If you think about the small charity shop tucked away in the village for a moment - you know the one that hasn’t had power since 1984 and clothes are thrown in boxes, on top of bric-a-brac and the lady behind the till volunteers every Monday afternoon whilst her husband plays bowls - then baby, you’ve just hit the jackpot.
Then there’s the relentless problem with stock; the one rule that only exists within a charity shop, is that unlike the high street, and unlike any other shop you will come across where they embrace the mass market, a charity shop only stocks ONE of each item - simple. It’s literally a case of finder’s keepers. That sought after vintage satchel will be gone in seconds, those cameo pendants in the window – yes there already reserved for somebody else. So we’ve established a few nuisances already, but please don’t get me wrong the rise of the charity shop can only mean one thing right? More money for our charities. Which hopefully should mean we’ve achieved the goal we set out on achieving in the first place? Hurray!

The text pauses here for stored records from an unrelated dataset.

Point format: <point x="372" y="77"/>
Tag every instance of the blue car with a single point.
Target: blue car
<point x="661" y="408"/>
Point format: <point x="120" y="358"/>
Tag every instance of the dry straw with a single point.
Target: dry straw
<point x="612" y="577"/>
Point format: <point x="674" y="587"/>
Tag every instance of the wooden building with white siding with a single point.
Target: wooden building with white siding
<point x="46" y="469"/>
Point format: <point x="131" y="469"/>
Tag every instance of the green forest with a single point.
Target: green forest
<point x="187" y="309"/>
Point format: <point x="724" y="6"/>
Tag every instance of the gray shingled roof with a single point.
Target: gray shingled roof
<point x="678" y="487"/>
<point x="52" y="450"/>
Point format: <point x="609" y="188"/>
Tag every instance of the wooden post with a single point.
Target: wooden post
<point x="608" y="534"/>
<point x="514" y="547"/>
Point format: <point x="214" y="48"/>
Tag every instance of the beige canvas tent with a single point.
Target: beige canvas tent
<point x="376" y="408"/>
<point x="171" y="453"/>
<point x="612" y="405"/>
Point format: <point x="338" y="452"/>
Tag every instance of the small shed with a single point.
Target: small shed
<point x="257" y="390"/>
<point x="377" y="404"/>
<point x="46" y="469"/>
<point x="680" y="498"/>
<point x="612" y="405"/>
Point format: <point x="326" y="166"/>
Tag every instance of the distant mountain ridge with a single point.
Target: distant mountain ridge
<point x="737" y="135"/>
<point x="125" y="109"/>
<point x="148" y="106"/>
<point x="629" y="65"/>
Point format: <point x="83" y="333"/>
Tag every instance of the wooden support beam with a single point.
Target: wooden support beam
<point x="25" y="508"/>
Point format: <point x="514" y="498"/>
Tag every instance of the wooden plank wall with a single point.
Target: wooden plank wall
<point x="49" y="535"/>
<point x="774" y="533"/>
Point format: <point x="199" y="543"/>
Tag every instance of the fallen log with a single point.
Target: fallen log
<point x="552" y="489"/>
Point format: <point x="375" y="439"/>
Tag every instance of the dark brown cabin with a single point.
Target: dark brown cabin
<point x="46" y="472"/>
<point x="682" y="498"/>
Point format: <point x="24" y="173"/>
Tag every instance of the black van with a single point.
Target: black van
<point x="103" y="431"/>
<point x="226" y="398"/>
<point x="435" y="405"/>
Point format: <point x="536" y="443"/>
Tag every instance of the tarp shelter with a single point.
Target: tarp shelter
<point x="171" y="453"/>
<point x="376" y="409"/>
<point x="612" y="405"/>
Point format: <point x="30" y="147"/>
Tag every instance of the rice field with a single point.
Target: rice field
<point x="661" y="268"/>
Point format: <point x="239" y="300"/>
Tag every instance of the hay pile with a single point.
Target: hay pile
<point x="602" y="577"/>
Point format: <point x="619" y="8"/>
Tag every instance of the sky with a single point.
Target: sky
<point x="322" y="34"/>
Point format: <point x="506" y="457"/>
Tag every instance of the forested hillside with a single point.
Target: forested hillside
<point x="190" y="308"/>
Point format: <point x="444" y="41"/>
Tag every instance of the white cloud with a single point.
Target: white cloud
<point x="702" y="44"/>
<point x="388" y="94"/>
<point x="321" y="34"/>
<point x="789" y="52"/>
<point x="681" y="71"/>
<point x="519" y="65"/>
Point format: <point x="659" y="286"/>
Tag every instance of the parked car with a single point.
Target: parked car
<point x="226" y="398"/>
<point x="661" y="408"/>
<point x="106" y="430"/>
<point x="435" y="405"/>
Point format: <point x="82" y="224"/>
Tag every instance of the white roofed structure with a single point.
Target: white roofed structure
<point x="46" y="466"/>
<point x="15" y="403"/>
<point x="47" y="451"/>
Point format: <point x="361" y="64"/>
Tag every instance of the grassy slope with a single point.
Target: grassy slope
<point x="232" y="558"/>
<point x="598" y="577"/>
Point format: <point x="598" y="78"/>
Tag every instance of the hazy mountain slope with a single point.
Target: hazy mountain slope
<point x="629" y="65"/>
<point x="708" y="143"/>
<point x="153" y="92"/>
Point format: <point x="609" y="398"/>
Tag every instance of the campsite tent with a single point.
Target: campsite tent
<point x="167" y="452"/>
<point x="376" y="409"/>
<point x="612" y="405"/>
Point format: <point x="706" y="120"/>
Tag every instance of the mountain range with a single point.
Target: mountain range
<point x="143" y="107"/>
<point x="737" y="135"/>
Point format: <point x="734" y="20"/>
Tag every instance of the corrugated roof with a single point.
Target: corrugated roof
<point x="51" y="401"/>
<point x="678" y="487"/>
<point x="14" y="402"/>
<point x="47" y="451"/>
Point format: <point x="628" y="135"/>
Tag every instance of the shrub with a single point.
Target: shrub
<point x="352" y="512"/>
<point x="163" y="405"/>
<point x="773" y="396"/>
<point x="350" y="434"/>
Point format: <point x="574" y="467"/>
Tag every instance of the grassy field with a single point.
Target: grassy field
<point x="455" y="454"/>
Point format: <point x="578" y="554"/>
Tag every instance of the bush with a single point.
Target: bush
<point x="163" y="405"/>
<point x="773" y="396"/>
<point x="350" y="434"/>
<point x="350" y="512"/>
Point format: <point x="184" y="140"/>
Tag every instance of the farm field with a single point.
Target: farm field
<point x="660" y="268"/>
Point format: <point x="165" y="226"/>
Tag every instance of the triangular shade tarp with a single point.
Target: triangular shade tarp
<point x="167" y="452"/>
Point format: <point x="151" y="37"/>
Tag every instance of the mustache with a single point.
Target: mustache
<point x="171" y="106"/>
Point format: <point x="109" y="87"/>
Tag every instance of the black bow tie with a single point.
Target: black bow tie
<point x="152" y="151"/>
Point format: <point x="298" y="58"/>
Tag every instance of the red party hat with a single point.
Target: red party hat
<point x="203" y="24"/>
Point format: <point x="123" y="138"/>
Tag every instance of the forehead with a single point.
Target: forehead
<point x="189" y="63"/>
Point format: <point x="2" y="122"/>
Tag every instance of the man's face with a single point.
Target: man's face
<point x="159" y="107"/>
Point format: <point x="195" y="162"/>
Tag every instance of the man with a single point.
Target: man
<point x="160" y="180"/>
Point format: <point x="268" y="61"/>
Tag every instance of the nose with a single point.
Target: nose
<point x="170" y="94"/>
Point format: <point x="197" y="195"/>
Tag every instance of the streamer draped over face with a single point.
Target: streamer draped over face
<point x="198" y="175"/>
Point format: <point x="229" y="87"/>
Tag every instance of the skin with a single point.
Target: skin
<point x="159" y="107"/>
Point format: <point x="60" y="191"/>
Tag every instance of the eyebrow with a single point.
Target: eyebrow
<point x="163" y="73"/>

But for the selfish bargain hunter like me, it can only be a downward spiral of disappointment. However I have come to realise that we can’t live in a petty war of pricing. At the end of the day however much something is, if it’s got that thrill factor about it, then you will pay the price (within reason). Be it 99p, £2.99 or £7.99 etc.
Not only am I told by my boyfriend that we live in a turbulent economy and therefore it is only natural that prices do increase, you have to remember that nothing is free. Though the strong argument is that the stock donated was ‘free’, giving it away would surely defeat the object of trying to raise money in the first place. The people who donate to charity (including myself) are able to feel a sense of good that they are helping towards a deserving cause, so surely it is only right a sensible and fair price for the consumer and shop is reached.
However, the problems a lot of us are facing are staff. Yes they’ve got wise. It’s almost like they swallowed a fashion dictionary of brands and designers. But what really is causing all the trouble is the fact that they sometimes fail to take into account the actual condition of the garment. The elusive ‘brand’ of tag sends them into so much of a frenzy they completely bypass the sweat marks and missing button. So this is why you would see a run-of-the-mill Primark sweater priced at a somewhat unjustifiable £4.99.
So it’s a little naïve to think that you are going to drop on a designer one off (though you might, you never know), when stock has been rigorously checked and pilfered through before it even hits the shop floor. And the first customer is in. And then there’s another one, and then that woman you passed in the doorway, yes she’s got your designer frock in her carrier bag! Ouch…
It’s not possible to be at the charity shop all day long, everyday. Just like it’s not possible to buy every single scratch-card in the newsagents. It’s simply a matter of luck, chance and perseverance. I personally find this combination the most rewarding.
So, the above may be a pathetic attempt at providing an observation/study/opinion on the modest charity shop we all know and love, but taking all of the above into consideration… am I worried? Not in the least, as I well know what may be a popular place to shop now, will not be popular tomorrow.